I stand here before you today at an hour at which you are used to seeing another person before you; your teacher and mine, Mr. Meijers. The reason for this is a letter, received by him this morning directly from the Department of Education, Arts and Sciences, and containing the following:

“Following an order from the State Commissariat for the Occupied Netherlands concerning non-Aryan government personnel and positions of similar status, I inform you that you are relieved of your function as Professor in the State University of Leyden as from today. The State Commissariat has agreed that those concerned will continue to draw their salaries, allowances, etc., for the time being.” I offer you this information in all its barren nakedness and shall not attempt to qualify it further. I fear that the words that I should be able to find, however I chose them, would do little justice to the painful and bitter feelings that it has aroused in my colleagues and myself; and I am convinced also in you and numerous others within, and where they will learn of it, without our frontiers. I therefore believe that an attempt to express our feelings is to be abandoned, also because I feel as if our mutual thoughts and moods hover above us all at this moment, soundless but wholly and precisely recognizable. It is not to express these feelings that I ask your permission to continue; if I had no other purpose than to accentuate our mood I should, I think, know no better method than that of stopping here and leaving you to the icy grip of the terrible silence that would immediately envelop us.

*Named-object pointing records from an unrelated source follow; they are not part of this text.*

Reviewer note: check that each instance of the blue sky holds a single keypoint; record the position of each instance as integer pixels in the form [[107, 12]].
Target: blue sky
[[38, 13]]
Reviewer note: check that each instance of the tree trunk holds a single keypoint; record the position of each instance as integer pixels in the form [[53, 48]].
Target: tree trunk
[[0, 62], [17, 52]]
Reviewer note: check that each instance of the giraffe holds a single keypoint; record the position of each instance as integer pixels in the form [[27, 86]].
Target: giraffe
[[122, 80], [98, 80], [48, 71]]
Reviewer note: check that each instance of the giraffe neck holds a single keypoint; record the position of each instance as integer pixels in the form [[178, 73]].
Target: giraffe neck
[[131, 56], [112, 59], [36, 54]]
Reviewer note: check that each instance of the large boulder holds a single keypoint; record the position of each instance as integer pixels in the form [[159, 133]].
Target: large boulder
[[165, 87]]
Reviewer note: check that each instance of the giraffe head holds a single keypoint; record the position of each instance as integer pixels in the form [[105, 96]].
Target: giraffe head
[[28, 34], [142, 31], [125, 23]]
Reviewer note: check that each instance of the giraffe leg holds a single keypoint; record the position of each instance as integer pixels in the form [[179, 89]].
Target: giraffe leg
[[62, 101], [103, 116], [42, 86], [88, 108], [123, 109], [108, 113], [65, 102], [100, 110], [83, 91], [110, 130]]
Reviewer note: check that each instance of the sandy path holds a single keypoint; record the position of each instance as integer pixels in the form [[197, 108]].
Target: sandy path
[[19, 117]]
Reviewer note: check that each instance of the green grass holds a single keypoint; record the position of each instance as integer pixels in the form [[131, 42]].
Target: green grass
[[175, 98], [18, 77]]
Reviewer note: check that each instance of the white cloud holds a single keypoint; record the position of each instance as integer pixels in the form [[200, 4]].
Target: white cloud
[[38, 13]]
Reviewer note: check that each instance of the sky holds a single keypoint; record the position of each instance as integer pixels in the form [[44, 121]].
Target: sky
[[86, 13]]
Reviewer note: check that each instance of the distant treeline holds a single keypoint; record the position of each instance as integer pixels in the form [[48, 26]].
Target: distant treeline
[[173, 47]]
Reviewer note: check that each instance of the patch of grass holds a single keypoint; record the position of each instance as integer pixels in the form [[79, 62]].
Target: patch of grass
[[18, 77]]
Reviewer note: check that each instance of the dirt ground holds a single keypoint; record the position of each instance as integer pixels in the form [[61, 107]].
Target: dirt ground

Neither shall I attempt to lead your thoughts toward those responsible for the correspondence whose contents I have reported to you. Their deed characterizes itself conclusively.

The only thing that I desire at the moment is to leave them out of sight and beneath us, and to direct your attention to the height, the shining example offered by the figure of he for whom we are here gathered. [...]

It is this Dutchman, this noble and true son of our folk, this man, this father to students, this scholar, that the foreigner who now dominates us "relieves of his function"! I told you that I would not speak of my feelings: I will keep my word even though they threaten to burst like boiling lava through all the cracks which I feel at moments could open under the pressure in my head and heart. But within the Faculty, that according to its principles is dedicated to the practice of justice, this comment may nevertheless not be omitted. In agreement with the traditions of the Netherlands the written constitution declares that every Dutchman is eligible for appointment to every office and to every dignity and every function and places him independent of his religion in the enjoyment of the same civic and civil rights. According to Article 43 of the Rules of Land Warfare the occupying force is obliged to honor the laws of the country "sauf empechement absolu." We cannot otherwise see than that not the slightest hindrance exists for the occupying force to leave Meijers where he was. This implies that the thrusting of him from his position in the manner of which I have informed you, and similar measures affecting others (among them the first who comes to mind is our friend and colleague David) can only be felt by us as injustice.